Groucho Marx received an honorary Academy Award in 1974 for the many achievements of the Marx Brothers.

His intelligence, sharp observations about daily life and reputation as an elder statesman of screen comedy made him a frequent guest on late-night television. He wrote several best-sellers. Groucho also appeared in a series of live performances that was capped by a sold-out performance at Carnegie Hall in 1972. He received an honorary Academy Award in 1974.

But lovable as the Marx Brothers are and as clever as their music sometimes is, the songs lose considerable impact when they are removed from the context of the films from which they were taken. That’s particularly the case when they are performed in the familiar Blank concert series format of a staged reading without the benefit of costumes or sharp characterizations.

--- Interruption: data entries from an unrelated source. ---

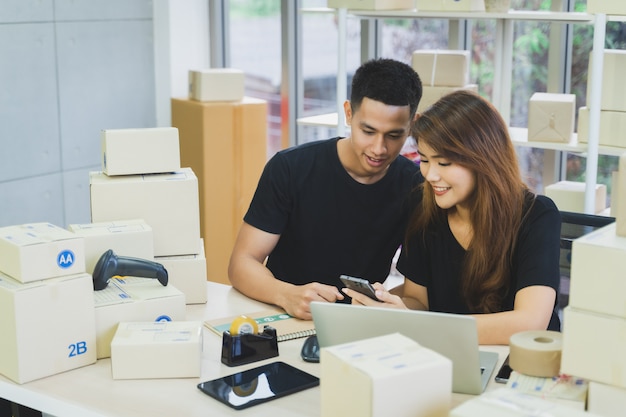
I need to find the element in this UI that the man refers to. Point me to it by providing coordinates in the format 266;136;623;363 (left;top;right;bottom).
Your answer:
228;59;422;320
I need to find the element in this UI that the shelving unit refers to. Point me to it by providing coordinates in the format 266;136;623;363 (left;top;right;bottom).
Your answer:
297;8;626;213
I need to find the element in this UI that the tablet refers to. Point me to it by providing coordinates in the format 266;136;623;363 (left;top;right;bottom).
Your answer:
198;362;320;410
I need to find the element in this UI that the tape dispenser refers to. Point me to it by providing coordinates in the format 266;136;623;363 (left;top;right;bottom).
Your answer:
222;316;278;366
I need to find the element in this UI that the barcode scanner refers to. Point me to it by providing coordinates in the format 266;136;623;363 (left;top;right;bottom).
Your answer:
93;249;167;291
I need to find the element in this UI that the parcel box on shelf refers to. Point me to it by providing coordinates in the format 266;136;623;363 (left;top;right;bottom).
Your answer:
0;223;85;282
90;168;200;256
100;127;180;175
320;333;452;417
111;321;202;379
0;273;96;384
528;93;576;143
155;239;207;304
92;277;185;359
68;219;154;274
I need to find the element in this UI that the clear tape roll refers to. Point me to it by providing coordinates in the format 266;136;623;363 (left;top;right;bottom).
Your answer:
509;330;563;378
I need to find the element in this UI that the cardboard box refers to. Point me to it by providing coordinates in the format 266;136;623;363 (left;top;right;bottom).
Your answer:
545;181;606;213
111;321;202;379
68;219;154;274
100;127;180;175
0;273;96;384
561;301;626;388
189;68;244;101
155;239;207;304
416;0;485;12
528;93;576;143
328;0;415;10
587;381;626;417
89;168;197;256
587;50;626;111
578;107;626;148
417;84;478;113
450;388;600;417
411;49;470;87
171;97;267;284
320;333;452;417
0;223;85;282
569;223;626;319
587;0;626;15
92;277;186;359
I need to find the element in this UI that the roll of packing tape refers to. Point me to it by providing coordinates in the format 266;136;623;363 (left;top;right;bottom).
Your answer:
230;316;259;336
509;330;563;378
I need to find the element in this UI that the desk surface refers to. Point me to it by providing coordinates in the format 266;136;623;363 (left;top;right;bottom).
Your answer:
0;282;508;417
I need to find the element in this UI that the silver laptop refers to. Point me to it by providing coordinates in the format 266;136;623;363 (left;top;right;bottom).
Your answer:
311;302;498;394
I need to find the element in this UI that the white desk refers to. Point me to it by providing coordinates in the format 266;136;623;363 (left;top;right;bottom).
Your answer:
0;282;508;417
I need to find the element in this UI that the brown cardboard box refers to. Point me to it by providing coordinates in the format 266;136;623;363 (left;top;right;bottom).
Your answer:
172;97;267;283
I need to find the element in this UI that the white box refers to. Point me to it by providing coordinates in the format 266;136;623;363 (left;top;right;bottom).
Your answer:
100;127;180;175
0;273;96;384
327;0;415;10
587;0;626;15
320;333;452;417
417;0;485;12
411;49;470;87
450;388;599;417
561;303;626;388
111;321;202;379
545;181;606;213
578;107;626;148
155;239;207;304
528;93;576;143
569;223;626;319
68;219;154;274
93;277;186;359
587;50;626;111
90;168;200;256
189;68;244;101
417;84;478;113
0;223;85;282
587;381;626;417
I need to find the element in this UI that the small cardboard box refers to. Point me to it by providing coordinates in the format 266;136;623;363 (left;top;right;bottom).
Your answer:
587;50;626;111
417;84;478;113
587;381;626;417
189;68;244;101
569;223;626;319
587;0;626;15
90;168;200;256
0;273;96;384
417;0;485;12
450;388;600;417
561;302;626;388
528;93;576;143
578;107;626;148
320;333;452;417
68;219;154;274
0;223;85;282
155;239;207;304
545;181;606;213
92;277;185;359
411;49;470;87
327;0;415;10
100;127;180;175
111;321;202;379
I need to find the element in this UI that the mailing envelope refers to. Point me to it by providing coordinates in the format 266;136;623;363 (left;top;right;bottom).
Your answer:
528;93;576;143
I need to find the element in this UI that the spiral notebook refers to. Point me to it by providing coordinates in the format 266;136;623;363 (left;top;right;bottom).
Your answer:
204;309;315;342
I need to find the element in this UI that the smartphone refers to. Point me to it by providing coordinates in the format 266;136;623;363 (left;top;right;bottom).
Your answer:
495;356;511;384
198;362;320;410
339;275;380;301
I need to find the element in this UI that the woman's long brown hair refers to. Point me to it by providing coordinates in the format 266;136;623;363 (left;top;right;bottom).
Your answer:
407;90;534;313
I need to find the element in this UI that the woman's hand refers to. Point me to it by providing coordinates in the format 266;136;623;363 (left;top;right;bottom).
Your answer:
341;282;407;309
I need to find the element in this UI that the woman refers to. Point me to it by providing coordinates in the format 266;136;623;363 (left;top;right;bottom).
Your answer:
345;91;561;344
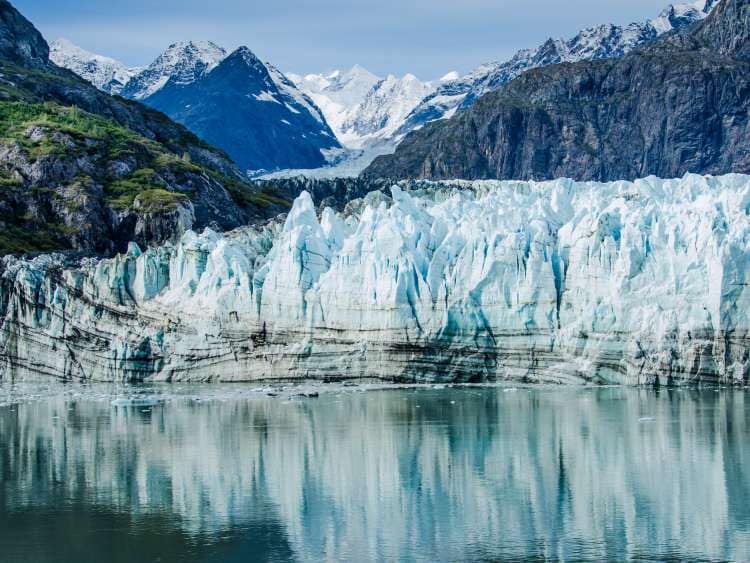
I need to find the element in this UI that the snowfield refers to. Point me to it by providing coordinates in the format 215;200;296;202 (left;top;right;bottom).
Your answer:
0;175;750;384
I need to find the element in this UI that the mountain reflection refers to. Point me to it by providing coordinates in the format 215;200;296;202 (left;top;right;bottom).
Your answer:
0;388;750;561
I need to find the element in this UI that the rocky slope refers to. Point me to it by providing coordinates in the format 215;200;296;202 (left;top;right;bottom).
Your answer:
49;39;140;94
365;0;750;180
0;0;288;254
396;0;720;138
0;175;750;384
56;41;341;174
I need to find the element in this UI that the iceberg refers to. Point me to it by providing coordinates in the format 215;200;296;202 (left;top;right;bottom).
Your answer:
0;175;750;384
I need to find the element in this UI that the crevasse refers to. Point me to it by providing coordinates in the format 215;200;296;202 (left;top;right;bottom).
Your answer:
0;175;750;383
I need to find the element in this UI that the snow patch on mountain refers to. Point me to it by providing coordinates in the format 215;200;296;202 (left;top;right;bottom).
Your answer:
400;0;720;139
122;41;227;100
49;39;142;94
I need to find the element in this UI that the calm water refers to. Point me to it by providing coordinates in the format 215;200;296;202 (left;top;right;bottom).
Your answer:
0;386;750;563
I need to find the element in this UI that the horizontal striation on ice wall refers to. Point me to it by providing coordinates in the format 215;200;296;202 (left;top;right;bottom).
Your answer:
0;175;750;383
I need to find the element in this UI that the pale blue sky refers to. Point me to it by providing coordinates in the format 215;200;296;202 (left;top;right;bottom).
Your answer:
20;0;680;79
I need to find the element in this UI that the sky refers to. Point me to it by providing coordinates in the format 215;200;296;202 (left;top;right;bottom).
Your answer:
17;0;686;80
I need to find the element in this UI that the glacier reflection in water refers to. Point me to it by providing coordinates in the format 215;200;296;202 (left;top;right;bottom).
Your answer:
0;386;750;562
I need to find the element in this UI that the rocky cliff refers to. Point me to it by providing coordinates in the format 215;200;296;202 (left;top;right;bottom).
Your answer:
365;0;750;180
0;175;750;384
0;0;288;254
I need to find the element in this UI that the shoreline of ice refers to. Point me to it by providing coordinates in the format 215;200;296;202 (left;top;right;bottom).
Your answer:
0;175;750;385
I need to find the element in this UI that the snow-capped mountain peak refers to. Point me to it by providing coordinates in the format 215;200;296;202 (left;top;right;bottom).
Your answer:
394;0;721;140
49;39;141;94
123;41;227;100
440;70;461;82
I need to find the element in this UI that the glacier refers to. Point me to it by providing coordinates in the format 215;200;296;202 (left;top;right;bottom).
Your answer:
0;175;750;384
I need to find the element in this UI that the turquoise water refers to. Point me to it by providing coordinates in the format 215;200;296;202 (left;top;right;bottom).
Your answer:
0;386;750;562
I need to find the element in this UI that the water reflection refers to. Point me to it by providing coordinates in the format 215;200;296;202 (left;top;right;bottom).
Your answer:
0;388;750;561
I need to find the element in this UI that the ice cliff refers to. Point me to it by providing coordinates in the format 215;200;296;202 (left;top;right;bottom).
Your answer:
0;175;750;383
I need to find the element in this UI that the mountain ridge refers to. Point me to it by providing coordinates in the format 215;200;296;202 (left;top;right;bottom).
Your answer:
364;0;750;181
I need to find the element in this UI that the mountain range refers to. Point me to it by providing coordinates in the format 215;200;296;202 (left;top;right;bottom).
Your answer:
395;0;719;139
0;0;288;254
365;0;750;181
52;0;718;176
51;40;341;175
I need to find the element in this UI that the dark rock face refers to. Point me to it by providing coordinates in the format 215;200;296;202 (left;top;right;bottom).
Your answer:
144;47;341;172
0;0;49;68
364;0;750;181
0;0;288;254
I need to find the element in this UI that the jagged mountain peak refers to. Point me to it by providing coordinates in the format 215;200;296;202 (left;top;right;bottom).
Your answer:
122;41;227;100
394;0;721;140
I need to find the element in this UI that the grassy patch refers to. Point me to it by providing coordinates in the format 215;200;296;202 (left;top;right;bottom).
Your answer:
137;188;190;213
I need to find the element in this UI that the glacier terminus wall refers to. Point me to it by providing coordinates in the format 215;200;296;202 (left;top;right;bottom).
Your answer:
0;175;750;384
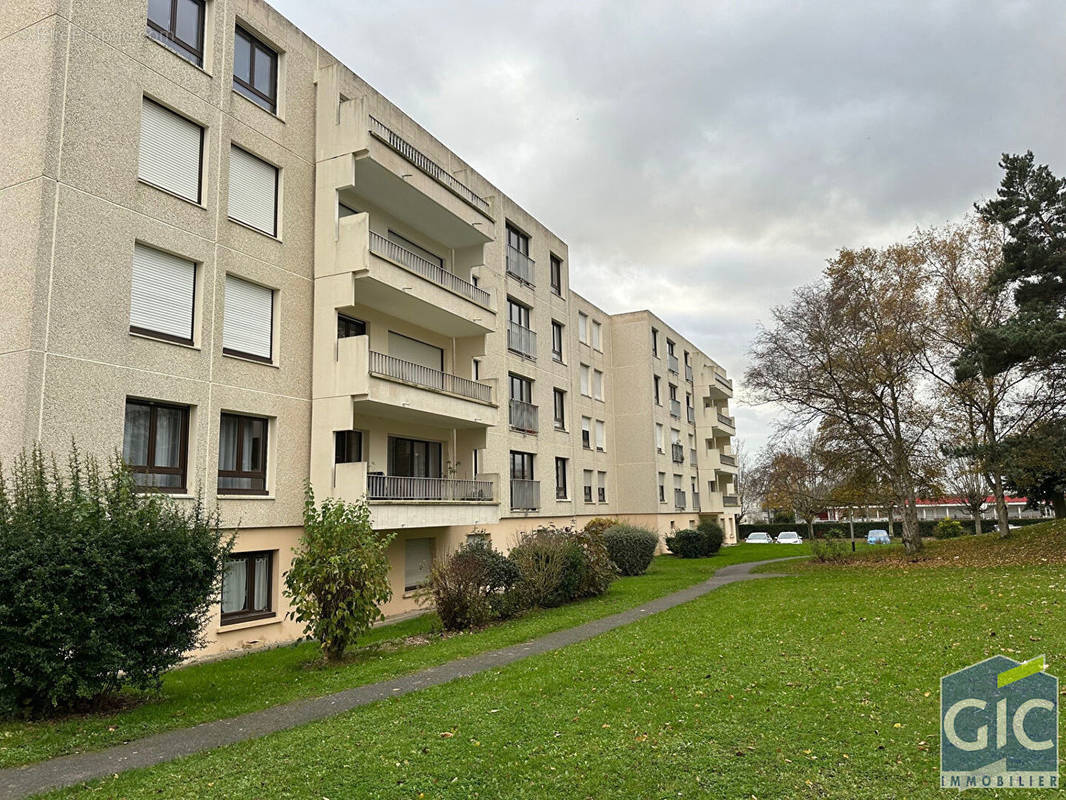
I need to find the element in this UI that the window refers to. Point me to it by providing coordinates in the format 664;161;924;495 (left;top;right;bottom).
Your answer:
337;314;367;339
550;255;563;297
551;388;566;431
219;413;267;495
147;0;205;66
551;320;563;364
403;539;433;592
222;275;274;362
123;398;189;494
233;26;277;114
555;459;568;500
130;242;196;345
229;144;277;237
334;431;362;464
222;550;274;625
138;97;204;203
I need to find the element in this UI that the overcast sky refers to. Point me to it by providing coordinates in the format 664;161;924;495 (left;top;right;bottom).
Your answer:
274;0;1066;450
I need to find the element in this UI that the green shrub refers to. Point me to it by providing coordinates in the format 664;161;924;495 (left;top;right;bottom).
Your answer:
429;540;520;630
696;519;726;556
285;486;395;661
603;523;659;575
0;448;231;714
933;519;965;539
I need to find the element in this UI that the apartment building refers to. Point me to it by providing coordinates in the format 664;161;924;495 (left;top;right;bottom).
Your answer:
0;0;736;651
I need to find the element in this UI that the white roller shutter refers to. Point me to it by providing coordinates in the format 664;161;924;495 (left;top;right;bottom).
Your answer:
229;146;277;236
222;275;274;359
130;242;196;341
138;97;204;203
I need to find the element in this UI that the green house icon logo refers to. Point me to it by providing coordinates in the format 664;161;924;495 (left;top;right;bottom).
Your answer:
940;656;1059;789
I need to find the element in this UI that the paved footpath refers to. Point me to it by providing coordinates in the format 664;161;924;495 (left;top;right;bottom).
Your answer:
0;559;788;800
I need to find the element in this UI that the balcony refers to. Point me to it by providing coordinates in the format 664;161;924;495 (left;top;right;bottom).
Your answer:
507;322;536;358
332;461;500;530
510;400;538;433
511;478;540;511
507;250;536;286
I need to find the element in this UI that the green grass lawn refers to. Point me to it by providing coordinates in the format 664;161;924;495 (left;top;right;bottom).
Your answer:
47;522;1066;800
0;545;784;767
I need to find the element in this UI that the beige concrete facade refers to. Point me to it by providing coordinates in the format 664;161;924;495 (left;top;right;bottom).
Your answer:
0;0;736;651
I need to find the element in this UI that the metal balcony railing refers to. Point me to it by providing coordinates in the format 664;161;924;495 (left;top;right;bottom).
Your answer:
511;478;540;511
510;400;537;433
367;475;492;502
507;244;536;286
370;230;491;308
507;322;536;358
370;116;490;217
370;350;492;403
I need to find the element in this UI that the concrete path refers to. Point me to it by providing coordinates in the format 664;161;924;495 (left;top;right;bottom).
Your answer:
0;559;789;800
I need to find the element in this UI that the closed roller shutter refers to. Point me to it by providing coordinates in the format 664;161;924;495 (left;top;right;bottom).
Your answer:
138;97;204;203
229;146;277;236
130;242;196;343
222;275;274;361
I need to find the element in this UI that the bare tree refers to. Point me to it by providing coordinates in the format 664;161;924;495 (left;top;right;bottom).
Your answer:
745;245;934;553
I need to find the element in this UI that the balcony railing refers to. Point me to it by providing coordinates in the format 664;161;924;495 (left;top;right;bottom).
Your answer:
511;478;540;511
370;230;491;308
507;322;536;358
367;475;492;502
511;400;537;433
370;117;489;217
370;350;492;403
507;244;535;286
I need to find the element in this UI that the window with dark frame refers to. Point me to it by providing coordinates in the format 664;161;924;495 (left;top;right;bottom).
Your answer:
222;550;274;625
147;0;207;67
233;26;277;114
123;398;189;494
219;413;268;495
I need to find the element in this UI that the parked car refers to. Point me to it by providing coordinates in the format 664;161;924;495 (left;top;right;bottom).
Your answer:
867;528;892;544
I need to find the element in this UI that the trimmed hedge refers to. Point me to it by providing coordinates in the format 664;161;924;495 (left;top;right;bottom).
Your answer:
605;523;659;575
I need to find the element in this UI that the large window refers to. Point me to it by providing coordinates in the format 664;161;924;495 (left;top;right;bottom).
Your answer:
130;242;196;345
148;0;206;66
222;275;274;362
123;398;189;493
138;97;204;203
219;414;269;495
229;145;278;237
233;26;277;114
222;550;274;625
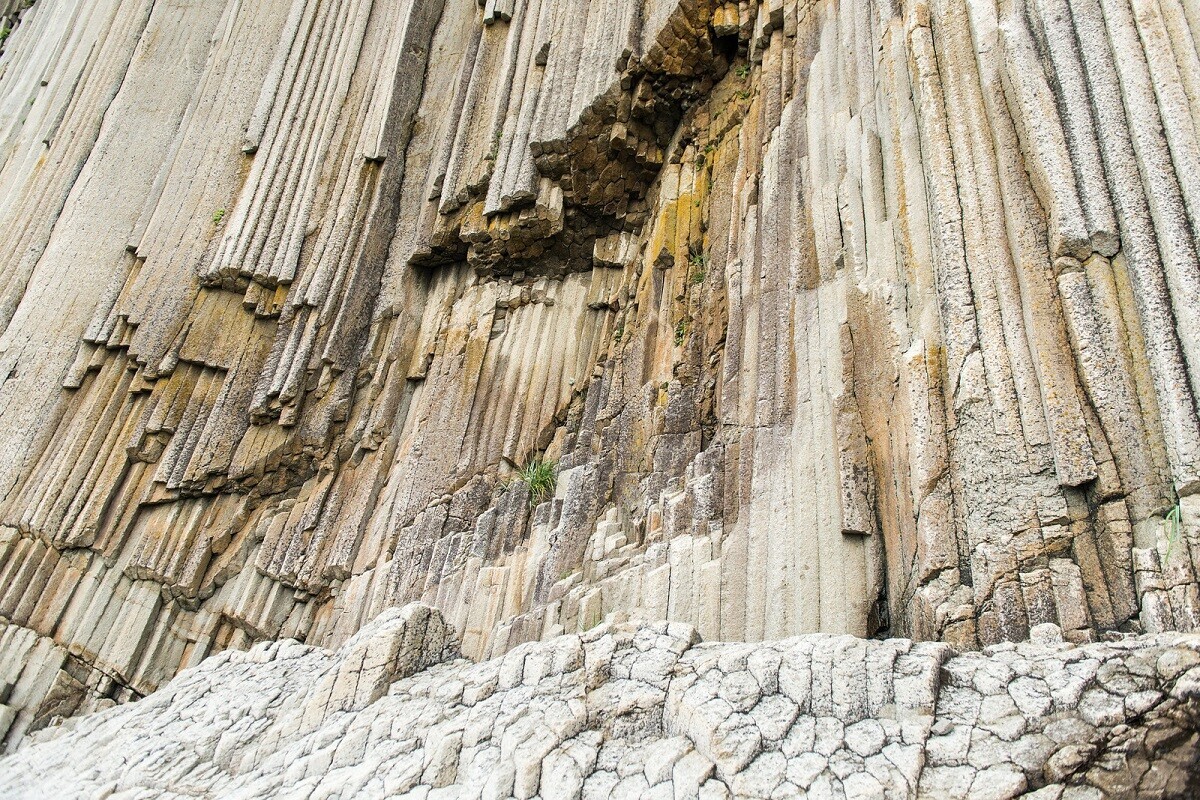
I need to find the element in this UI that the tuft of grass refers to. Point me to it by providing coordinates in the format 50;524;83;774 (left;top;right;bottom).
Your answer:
1163;503;1180;566
517;458;558;507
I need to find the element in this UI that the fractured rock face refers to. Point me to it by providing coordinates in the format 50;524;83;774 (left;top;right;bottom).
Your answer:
0;0;1200;793
0;606;1200;799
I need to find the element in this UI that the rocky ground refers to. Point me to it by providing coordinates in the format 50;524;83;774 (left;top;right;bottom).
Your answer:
0;604;1200;800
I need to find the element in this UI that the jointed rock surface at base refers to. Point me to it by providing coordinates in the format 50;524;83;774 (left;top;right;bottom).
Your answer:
0;604;1200;800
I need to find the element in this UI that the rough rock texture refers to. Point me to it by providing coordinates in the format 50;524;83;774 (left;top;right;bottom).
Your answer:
0;604;1200;800
0;0;1200;786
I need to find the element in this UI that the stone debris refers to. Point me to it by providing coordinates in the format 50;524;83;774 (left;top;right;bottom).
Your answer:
0;604;1200;800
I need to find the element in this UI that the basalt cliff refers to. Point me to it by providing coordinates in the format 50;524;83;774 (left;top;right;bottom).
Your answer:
0;0;1200;800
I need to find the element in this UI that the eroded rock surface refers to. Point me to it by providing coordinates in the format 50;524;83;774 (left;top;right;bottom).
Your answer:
0;0;1200;793
0;606;1200;800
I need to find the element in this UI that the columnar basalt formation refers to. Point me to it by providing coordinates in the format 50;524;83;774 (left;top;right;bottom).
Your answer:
7;606;1200;800
0;0;1200;790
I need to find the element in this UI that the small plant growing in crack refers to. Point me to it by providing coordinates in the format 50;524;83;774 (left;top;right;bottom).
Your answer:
688;245;708;283
517;458;558;507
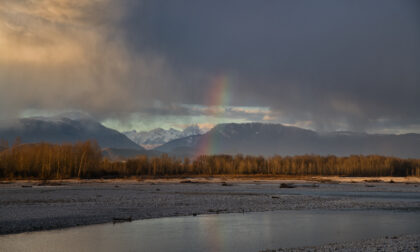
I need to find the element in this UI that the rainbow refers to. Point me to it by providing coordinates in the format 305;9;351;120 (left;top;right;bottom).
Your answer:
195;74;233;157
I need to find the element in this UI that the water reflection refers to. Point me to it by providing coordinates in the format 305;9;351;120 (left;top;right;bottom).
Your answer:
0;211;420;251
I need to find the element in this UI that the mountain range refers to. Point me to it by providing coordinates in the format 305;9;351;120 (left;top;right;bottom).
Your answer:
0;115;420;159
123;125;204;149
155;123;420;158
0;113;144;150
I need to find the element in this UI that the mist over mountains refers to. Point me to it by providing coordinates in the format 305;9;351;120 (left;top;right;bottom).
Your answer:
0;113;144;150
156;123;420;158
123;125;204;149
0;115;420;159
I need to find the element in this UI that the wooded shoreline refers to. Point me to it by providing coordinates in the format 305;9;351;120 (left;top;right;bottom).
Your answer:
0;141;420;179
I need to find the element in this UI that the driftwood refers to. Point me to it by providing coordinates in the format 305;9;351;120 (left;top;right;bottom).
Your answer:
112;217;133;223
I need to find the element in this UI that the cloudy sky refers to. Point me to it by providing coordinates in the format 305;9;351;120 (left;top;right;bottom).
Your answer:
0;0;420;133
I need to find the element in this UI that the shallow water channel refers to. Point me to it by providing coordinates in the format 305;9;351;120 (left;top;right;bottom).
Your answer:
0;210;420;251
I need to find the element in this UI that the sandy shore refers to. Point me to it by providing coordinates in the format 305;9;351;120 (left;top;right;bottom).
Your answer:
261;234;420;252
0;177;420;234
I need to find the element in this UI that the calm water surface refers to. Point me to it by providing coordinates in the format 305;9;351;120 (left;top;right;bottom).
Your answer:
0;210;420;251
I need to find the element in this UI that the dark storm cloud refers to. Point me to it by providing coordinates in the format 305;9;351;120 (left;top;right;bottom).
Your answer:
118;1;420;132
0;0;420;132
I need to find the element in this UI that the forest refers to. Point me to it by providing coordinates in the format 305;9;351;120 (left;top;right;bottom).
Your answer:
0;141;420;179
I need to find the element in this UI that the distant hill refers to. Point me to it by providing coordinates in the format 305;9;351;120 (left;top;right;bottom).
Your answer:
102;148;162;160
0;113;144;150
123;125;203;149
155;123;420;158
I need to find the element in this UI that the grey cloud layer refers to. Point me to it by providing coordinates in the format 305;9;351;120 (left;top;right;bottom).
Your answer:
0;0;420;130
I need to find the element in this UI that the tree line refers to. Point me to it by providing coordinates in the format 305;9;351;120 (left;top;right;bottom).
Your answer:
0;141;420;179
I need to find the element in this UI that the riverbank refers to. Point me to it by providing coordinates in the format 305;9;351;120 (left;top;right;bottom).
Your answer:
270;234;420;252
0;177;420;234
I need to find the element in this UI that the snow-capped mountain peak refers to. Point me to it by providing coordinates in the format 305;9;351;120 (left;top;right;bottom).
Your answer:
123;125;204;149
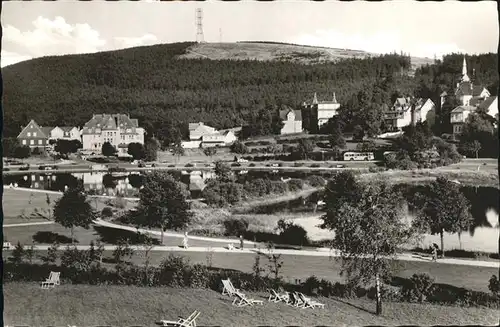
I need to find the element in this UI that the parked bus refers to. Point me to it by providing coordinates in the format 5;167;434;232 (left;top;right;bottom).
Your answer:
344;152;375;161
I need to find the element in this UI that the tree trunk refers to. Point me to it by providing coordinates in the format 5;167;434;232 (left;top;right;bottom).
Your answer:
439;228;444;258
375;274;382;315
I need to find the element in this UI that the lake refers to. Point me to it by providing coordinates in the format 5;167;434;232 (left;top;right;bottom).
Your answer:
3;171;499;252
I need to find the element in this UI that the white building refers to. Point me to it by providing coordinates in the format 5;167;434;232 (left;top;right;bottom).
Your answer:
450;57;498;135
49;126;81;141
303;92;340;128
81;114;144;155
384;98;436;131
182;122;241;149
280;109;303;135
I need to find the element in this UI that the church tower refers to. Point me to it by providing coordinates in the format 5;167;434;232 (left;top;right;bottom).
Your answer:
461;56;470;82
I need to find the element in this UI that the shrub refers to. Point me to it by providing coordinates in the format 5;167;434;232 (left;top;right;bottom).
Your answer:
9;241;26;264
403;274;434;302
269;181;288;194
307;175;326;187
277;219;310;246
288;178;304;192
229;141;248;154
223;218;249;236
41;243;59;265
488;275;500;296
101;207;113;218
244;178;271;196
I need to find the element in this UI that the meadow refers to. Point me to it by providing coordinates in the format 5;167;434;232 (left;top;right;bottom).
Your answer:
4;283;498;326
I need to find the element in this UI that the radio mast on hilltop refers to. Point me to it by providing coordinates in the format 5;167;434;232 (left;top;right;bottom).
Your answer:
196;8;205;43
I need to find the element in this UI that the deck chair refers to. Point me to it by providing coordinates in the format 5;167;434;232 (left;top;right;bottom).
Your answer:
290;292;305;308
233;293;264;307
267;289;290;303
42;271;61;289
161;310;200;327
297;293;325;309
222;279;242;296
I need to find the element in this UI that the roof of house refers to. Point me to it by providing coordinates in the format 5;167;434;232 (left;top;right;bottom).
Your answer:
455;82;484;96
280;109;302;121
40;126;54;137
189;123;218;135
389;98;432;111
451;106;477;113
219;126;241;135
478;96;497;110
83;114;139;133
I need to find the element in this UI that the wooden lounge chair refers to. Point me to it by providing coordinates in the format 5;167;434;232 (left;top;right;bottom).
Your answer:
42;271;61;289
161;310;200;327
290;292;305;308
297;293;325;309
233;293;264;307
267;289;290;303
222;279;243;296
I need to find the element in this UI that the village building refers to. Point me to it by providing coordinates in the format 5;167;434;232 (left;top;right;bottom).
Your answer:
17;119;80;150
49;126;81;141
384;97;436;131
303;92;340;129
82;114;145;156
452;57;498;136
280;109;303;135
182;122;241;149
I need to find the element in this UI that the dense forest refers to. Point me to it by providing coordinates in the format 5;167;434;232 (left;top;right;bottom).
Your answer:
2;43;498;146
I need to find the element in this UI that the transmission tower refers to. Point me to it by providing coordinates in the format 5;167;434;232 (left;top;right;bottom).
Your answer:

Although the trio of featured performers from the Theatrical Outfit gave a polished and professional reading of writer-director Adam Koplan’s well-researched script, nothing can replace the original performances.

The Breman auditorium came to life most often when the lights were dimmed and the Marx Brothers film clips flickered on the screen. The evening would have benefited from more of the big production numbers taken from those screen productions that helped to burnish their reputation.

But the audience for the Sunday performance was a happy and appreciative one and rose to its feet at the end to give the performers and musicians a standing ovation, a tribute as much to the inspired madness of the Marx Brothers and their legacy as it was for the evening’s capable performance.

Previously, the same creative team of Koplan and the Theatrical Outfit created a number of musical biographies for the Blank concert series. Their works about famed songwriter Harold Arlen, rock ’n’ roll composers Jerry Leiber and Mike Stoller, and Barbra Streisand’s favorite lyricists, Marilyn and Alan Bergman, were also part of the performances at The Breman.